То, что это случилось вскоре после разговора с императором, косвенно уличает поэта в авторстве анонимок. Пушкин сам был инициатором этого разговора, как, вероятно, и предшествующего объяснения с женой. Ему было важно расставить все точки над i до 1 февраля 1837 г., когда истекал срок выплаты по частному векселю десяти тысяч руб. Примерно в такую сумму оценивалось все движимое имущество в Михайловском ([2] с. 263, 267). Надежды на прибыль от «Современника» не оправдалась: журнал окончательно разорил поэта и поставил крест на его надеждах выкрутиться из долгов, не прибегая к самоубийственной царской «страховке».
Царская «страховка» сработала отменно. В вечер после дуэли, когда Николай объявил свое намерение оплатить долги поэта, Пушкин, подозвав Данзаса, просил его записывать и продиктовал ему все свои денежные обязательства, на которые не было ни векселей, ни заемных писем. Всего долгов Пушкина было оплачено по пятидесяти счетам около 120 000 рублей ([8] с. 637). Над его семьей была установлена опека, и дети получили приличное образование.
Вот почему перед барьером Пушкин, меткий стрелок и опытный дуэлянт, позволил противнику сделать первый выстрел.
6. Когда статуи оживают
Сюжет с оживающей статуей, занимающий важное место в творчестве Пушкина, появляется в его произведениях как возмездие за дерзость («Медный всадник»), кощунство («Каменный гость») или измену («Сказка о золотом петушке», поскольку флюгерный петушок может быть тоже приравнен к статуе).
Диплом ордена рогоносцев, написанный Пушкиным, был именно дерзостью, кощунством и изменой царю. Сюжеты пушкинского творчества властно довлели над его жизнью. И по логике сюжета он должен был ожидать возмездия от некоей ожившей статуи. Судьба сплела ему смертельный узор — все приметы и знамения сошлись в образе печально известного французского эмигранта.

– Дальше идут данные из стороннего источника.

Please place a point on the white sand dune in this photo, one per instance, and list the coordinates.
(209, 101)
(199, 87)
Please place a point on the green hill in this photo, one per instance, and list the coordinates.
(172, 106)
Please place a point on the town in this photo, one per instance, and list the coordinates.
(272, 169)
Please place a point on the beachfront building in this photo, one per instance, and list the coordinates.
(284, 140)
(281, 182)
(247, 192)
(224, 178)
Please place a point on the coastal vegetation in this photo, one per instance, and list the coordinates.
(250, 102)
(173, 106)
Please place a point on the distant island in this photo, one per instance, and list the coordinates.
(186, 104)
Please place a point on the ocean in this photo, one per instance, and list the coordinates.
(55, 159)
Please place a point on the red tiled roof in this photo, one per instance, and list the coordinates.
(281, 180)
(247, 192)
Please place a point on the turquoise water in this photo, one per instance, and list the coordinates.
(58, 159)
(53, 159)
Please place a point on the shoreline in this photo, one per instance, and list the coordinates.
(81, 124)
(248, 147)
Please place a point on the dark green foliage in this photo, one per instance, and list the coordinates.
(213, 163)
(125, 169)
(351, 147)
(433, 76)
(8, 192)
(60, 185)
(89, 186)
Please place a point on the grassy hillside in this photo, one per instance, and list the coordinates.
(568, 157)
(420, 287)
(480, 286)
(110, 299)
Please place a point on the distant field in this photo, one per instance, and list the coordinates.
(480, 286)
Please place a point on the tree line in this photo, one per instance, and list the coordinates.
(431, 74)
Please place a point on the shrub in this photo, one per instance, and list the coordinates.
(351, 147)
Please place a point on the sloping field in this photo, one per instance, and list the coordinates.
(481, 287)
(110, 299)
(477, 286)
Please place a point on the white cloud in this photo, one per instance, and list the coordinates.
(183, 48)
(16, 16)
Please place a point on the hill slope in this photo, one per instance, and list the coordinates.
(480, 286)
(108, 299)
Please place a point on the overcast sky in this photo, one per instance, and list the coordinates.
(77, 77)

Произошло неизбежное. Пушкин пал от руки «ожившей статуи» в образе Дантеса — он же Золотой Петух, мститель за рогоносцев, он же Командор (или нагаданный прорицателем блондин, «белый человек»), — и он же, о чем тоже не следует забывать, роковой, пусть и не медный, всадник — кавалергард.
7. «Печаль моя светла…»
Поэта не стало, когда сюжет его жизни был исчерпан до дна, и он сам гениально поставил точку. Наделенный вещим даром волхва и провидца, он вдохновенно творил свою дуэль как неизбежную развязку в пьесе его земного существования, в которой жизнь и творчество поэта органично и навсегда соединились.
Сетования о том, что бы было, если бы поэт остался жив и написал бы еще много прекрасных произведений, являются праздными, унижают поэму жизни, написанную рукой гения.
Но если мы оплакиваем финал его жизни как блистательного художественного произведения, разыгранного великим артистом, умершим на сцене, подобно Мольеру, то мы воздаем дань гению Пушкина, наполняемся высоким и светлым духом его творчества, высшим смыслом этой глубокой, почти Евангельской драмы.
Тогда не злобой жаждой возмездия тем, кто убил поэта или не сумел предотвратить несчастье, мы наполняем свои души, но просветленной, возвышенной печалью и благоговением от искупительной развязки гениально задуманной и сыгранной драмы, — быть может, величайшей со времен,
Когда великое свершалось торжество
И в муках на кресте кончалось божество,
—светло скорбим о гении, своей кровью написавшем и смертью освятившем главную пьесу жизни, и растворившемся в ней, чтобы, смерть поправ, остаться с нами навсегда в своих творениях.
Литература
[1] Аринштейн Л.М. Пушкин. Непричесанная биография. М.: ИД “Муравей”, 1998.
[2] Последний год жизни Пушкина. (Составление, очерки и примечания В.В. Кунина). М.: Правда, 1988.
[3] «Огонек», №6, 1987 г.
[4] Губер П.К. Дон-Жуанский список Пушкина. М. 1990, с. 134.
[5] Пушкин А.С. Письма к жене. Л.: Наука, 1987.
[6] Друзья Пушкина. Переписка; Воспоминания; Дневники. В 2-х томах. Т. II, М.: Правда, 1986.
[7] Масонство в его прошлом и настоящем. II том. М. СП «ИКПА», 1991, с.55.
[8] Вересаев В.В. Пушкин в жизни. М.: Московский рабочий, 1984.